Houd uw bloedsuiker in de gaten als u een hoge bloedsuiker of diabetes hebt.

Medicijnen tegen afstoting kunnen een wisselwerking hebben met veel andere medicijnen of supplementen. Raadpleeg daarom uw arts of apotheker over veilige vrij verkrijgbare producten die u kunt innemen.

Medicijnen tegen afstoting verhogen het risico op gebitsproblemen. Deze omvatten:

  • Droge mond

  • Mondzweren

  • Vergroot tandvlees

  • Tumoren

  • Spruw (een gistinfectie)

Poets en flos je tanden elke dag. Kijk ook elke dag in uw mond en onder uw tong. Bel uw tandarts als u veranderingen of problemen opmerkt.

Een gezonde levensstijl aannemen

Een gezonde levensstijl is belangrijk voor iedereen. Maar het is vooral belangrijk na een orgaantransplantatie. Slechte leefgewoonten kunnen het risico op orgaanafstoting vergroten.

Zorg ervoor dat u ongezond gedrag zoals roken en overmatig drinken vermijdt. Omarm gezond gedrag zoals:

  • Een voedzaam dieet

  • Oefening

  • Stressmanagement

Uw transplantatiediëtist zal u tips geven voor het volgen van een gezond dieet. Deze kunnen zijn:

  • Eet vezelrijk voedsel zoals rauw fruit en groenten.
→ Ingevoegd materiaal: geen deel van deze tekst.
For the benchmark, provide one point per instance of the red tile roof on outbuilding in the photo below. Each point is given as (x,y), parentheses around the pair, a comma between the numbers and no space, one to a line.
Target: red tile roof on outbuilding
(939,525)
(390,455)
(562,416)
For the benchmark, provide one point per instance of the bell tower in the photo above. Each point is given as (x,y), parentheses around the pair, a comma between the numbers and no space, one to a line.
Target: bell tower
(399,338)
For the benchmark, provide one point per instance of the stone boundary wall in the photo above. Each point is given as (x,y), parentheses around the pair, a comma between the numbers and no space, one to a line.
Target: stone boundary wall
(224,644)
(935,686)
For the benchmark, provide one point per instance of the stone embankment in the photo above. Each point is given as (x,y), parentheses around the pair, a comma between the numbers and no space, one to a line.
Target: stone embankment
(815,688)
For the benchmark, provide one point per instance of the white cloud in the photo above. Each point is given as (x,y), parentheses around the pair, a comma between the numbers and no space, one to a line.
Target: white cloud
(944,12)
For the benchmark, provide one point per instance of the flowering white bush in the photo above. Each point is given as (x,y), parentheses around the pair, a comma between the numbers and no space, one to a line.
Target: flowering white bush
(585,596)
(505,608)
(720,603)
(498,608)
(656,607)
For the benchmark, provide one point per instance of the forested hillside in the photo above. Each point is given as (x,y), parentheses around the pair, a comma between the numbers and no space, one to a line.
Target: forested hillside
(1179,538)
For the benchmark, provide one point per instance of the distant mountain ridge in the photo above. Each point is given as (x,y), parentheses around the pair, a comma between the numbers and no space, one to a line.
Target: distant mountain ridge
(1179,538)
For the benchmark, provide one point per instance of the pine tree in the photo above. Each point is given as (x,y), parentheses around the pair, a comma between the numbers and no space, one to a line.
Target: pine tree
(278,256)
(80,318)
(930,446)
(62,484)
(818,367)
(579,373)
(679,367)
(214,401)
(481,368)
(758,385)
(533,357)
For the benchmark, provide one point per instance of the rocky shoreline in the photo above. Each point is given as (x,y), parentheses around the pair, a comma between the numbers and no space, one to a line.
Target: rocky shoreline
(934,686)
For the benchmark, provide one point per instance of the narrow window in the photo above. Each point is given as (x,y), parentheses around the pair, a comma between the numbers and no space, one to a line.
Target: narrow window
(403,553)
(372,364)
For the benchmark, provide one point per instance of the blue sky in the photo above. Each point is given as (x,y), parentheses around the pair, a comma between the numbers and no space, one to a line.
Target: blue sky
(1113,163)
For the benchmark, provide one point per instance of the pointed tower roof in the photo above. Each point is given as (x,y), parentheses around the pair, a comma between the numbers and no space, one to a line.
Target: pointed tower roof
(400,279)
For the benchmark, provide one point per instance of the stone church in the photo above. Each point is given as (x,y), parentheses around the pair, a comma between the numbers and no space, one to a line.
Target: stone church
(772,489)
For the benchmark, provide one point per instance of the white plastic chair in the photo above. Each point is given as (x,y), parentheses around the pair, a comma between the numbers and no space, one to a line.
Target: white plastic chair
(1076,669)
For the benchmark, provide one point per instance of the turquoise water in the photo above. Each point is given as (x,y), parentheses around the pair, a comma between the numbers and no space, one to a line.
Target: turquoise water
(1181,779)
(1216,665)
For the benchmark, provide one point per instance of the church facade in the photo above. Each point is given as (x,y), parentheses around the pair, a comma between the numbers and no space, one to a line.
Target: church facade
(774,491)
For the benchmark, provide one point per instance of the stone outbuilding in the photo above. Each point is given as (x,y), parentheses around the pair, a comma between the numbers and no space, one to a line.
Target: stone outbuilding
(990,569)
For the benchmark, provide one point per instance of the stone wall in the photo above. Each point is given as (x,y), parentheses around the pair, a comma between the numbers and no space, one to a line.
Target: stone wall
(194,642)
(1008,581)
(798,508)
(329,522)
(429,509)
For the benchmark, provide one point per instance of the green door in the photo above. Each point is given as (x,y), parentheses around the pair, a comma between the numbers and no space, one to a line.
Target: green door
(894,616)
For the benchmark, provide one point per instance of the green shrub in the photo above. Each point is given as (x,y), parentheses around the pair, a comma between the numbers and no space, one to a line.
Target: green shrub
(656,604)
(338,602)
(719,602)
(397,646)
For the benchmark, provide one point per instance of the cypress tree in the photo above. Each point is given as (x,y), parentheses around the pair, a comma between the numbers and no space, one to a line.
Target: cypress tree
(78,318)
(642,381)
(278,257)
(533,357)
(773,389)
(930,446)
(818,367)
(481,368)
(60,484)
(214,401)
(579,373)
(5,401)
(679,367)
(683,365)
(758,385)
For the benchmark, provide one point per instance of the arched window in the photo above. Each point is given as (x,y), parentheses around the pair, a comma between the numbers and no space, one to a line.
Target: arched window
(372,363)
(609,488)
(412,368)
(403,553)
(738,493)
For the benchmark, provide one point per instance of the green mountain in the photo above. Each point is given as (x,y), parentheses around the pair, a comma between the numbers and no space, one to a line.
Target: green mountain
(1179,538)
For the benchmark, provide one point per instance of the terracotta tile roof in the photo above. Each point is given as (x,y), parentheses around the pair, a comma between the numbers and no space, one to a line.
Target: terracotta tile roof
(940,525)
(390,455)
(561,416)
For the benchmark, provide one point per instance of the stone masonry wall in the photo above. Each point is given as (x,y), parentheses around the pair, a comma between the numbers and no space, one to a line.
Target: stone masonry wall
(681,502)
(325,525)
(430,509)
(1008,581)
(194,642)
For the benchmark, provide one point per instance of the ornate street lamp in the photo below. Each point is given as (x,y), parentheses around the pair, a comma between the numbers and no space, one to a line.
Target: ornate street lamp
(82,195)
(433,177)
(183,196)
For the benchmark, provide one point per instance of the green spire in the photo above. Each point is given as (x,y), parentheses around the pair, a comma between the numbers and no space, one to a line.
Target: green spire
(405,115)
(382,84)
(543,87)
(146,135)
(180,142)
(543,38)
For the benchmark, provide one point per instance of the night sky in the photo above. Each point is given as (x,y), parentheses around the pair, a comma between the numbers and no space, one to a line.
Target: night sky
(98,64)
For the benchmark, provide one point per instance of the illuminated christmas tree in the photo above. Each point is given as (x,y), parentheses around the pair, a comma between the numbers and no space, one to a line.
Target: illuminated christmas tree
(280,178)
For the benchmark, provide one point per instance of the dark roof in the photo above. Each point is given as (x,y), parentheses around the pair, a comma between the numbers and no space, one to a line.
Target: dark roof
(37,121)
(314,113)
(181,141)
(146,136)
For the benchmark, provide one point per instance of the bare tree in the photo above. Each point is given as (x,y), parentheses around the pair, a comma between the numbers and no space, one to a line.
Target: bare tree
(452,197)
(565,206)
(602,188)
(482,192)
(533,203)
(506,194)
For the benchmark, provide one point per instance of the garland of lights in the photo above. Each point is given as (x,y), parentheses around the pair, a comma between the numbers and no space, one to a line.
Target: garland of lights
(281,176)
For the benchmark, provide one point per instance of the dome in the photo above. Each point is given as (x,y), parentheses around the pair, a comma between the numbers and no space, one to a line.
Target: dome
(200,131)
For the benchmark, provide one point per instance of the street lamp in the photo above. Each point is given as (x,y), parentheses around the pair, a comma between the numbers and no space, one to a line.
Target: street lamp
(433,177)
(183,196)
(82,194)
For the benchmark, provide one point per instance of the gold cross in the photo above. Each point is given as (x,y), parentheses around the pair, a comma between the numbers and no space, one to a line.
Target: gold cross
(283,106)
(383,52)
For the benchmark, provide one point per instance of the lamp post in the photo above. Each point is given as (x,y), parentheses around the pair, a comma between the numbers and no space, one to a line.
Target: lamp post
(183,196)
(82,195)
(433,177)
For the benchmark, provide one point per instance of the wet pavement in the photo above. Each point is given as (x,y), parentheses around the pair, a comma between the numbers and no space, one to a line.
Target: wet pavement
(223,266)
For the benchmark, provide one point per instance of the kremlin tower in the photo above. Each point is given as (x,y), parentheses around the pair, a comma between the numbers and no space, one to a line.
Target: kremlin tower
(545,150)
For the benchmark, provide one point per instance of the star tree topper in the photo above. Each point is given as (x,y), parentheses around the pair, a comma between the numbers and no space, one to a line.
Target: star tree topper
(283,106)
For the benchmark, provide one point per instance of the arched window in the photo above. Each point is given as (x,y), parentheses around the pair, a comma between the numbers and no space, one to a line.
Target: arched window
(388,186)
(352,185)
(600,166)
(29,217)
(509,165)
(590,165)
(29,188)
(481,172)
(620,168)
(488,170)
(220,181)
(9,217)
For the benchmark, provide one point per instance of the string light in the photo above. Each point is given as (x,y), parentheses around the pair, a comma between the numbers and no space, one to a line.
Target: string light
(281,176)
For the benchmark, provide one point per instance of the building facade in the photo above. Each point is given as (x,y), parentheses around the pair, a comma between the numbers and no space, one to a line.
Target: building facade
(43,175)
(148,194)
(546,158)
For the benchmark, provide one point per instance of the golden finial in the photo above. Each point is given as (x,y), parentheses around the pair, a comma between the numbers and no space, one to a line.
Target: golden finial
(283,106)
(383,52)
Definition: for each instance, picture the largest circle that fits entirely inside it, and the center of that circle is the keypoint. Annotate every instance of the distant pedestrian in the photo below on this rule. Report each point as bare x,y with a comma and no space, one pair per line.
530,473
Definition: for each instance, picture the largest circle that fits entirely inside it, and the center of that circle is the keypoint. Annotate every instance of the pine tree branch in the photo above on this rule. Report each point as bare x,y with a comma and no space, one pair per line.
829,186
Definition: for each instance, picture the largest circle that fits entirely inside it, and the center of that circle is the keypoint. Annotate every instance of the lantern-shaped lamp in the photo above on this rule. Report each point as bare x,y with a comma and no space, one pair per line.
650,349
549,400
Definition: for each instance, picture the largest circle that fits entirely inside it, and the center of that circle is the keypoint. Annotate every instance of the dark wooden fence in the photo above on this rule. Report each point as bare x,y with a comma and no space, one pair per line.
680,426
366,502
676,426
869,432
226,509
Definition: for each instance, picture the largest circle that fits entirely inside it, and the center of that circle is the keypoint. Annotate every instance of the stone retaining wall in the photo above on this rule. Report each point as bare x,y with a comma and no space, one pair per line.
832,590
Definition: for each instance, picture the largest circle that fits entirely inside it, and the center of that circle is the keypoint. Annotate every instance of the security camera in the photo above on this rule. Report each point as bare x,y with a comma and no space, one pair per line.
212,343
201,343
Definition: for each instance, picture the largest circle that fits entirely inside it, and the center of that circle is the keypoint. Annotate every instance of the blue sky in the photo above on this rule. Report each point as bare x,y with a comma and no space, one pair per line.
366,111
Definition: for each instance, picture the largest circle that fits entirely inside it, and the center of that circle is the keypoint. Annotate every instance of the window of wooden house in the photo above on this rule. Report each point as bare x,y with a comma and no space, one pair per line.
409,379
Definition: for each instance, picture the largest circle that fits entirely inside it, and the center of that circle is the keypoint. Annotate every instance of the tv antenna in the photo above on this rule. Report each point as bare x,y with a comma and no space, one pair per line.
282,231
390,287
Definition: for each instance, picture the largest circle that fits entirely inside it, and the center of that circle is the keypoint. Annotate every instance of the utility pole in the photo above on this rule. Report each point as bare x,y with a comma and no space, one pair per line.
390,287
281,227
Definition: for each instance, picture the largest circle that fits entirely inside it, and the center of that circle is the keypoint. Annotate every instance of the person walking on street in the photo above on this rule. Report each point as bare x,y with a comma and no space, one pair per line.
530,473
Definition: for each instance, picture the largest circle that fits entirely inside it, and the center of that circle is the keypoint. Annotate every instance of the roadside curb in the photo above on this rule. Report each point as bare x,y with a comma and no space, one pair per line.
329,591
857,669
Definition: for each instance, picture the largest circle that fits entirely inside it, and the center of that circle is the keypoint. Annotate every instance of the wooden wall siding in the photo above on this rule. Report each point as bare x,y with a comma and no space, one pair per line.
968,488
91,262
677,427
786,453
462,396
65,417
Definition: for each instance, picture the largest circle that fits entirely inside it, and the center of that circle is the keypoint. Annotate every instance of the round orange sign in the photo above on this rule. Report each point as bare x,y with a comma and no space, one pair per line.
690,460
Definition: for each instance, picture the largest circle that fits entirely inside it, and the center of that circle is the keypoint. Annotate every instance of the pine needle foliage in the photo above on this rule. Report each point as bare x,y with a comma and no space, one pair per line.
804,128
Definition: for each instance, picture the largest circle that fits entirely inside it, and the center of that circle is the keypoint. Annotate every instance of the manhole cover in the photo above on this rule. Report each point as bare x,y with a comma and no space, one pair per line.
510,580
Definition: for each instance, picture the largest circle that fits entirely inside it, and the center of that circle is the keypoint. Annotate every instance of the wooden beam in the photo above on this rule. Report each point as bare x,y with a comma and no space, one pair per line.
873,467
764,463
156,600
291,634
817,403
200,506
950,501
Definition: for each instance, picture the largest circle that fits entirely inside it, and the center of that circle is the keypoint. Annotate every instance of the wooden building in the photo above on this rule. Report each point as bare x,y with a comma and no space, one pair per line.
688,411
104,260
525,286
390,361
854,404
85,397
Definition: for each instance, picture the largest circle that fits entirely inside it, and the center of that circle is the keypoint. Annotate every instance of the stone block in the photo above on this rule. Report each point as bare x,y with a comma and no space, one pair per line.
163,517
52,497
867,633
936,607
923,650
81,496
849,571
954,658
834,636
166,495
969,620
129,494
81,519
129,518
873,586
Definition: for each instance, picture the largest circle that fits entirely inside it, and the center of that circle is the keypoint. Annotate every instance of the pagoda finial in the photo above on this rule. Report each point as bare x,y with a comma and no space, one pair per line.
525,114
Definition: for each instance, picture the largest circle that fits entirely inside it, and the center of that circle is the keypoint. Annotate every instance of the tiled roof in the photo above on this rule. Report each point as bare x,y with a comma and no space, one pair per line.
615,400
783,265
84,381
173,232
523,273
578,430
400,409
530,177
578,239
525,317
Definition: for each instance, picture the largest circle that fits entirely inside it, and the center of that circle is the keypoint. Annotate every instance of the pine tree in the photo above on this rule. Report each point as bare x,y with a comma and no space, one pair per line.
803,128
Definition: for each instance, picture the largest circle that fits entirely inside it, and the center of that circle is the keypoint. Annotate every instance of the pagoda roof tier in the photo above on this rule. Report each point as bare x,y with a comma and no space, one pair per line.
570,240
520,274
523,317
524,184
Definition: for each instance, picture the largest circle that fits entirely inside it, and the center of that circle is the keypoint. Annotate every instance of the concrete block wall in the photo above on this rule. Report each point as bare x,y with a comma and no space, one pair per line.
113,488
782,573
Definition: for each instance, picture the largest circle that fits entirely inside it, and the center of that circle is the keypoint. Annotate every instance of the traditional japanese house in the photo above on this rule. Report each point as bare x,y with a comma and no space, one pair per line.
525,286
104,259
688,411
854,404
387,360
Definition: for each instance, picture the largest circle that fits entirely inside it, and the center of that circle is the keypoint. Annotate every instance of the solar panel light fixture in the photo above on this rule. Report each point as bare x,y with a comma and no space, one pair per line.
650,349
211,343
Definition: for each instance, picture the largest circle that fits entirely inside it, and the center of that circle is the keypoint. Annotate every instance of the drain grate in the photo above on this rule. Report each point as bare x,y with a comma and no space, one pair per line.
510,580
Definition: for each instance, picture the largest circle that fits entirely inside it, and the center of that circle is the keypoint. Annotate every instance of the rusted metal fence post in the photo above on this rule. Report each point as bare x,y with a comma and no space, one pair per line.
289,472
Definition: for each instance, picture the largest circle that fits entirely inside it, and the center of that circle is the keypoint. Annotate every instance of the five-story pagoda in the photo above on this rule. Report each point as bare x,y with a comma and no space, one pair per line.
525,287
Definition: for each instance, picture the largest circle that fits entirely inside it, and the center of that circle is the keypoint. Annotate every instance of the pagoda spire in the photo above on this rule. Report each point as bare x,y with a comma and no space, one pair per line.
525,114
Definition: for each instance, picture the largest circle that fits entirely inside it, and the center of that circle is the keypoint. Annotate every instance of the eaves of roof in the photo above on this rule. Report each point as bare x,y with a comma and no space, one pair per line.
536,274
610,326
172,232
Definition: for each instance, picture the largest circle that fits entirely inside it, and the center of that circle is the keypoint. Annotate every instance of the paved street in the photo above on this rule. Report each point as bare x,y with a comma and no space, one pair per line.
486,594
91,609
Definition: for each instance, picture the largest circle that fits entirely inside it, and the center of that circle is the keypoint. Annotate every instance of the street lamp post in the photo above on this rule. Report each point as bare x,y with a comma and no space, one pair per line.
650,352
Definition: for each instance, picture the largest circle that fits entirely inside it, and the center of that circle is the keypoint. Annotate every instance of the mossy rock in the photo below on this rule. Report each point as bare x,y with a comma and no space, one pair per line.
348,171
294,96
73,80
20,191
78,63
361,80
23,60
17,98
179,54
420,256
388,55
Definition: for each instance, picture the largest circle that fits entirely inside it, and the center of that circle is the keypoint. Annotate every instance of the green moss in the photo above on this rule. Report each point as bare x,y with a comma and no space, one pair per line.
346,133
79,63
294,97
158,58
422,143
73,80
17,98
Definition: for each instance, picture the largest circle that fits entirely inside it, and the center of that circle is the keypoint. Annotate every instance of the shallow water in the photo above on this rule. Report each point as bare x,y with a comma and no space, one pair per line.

  • Verhoog het calciumgehalte door vetarme zuivelproducten te eten, groene bladgroenten te eten of calciumsupplementen te nemen (indien voorgeschreven door uw arts).

  • Eet minder zout, bewerkt voedsel en snacks.

  • Drink veel water (tenzij u wordt verteld om vloeistoffen te beperken).

  • Eet eiwitrijk voedsel zoals mager vlees, kip (zonder vel), vis, eieren, ongezouten noten en bonen.

  • Probeer in plaats van uw eten te bakken, braden, grillen, koken of stomen.

Na een orgaantransplantatie wordt de meeste patiënten aangeraden hun trainingsprogramma te beginnen met een weinig belastende activiteit zoals wandelen. U kunt dan geleidelijk de intensiteit van uw training verhogen met aerobe activiteiten zoals:

  • Fietsen

  • Joggen

  • Zwemmen

Weerstandsoefeningen met gewichten kunnen de kracht vergroten en botverlies helpen voorkomen. Rekoefeningen kunnen de spierspanning en flexibiliteit verhogen.

Het soort en de hoeveelheid oefeningen die u kunt doen na een orgaantransplantatie hangt af van uw leeftijd en algemene lichamelijke conditie. Het is dus belangrijk de aanbevelingen van uw transplantatieteam op te volgen.

Transplantatiepatiënten worden na de transplantatie geconfronteerd met allerlei gezondheidsproblemen. Het is niet ongewoon dat deze gezondheidsproblemen leiden tot stress. Goede rust en lichaamsbeweging kunnen helpen.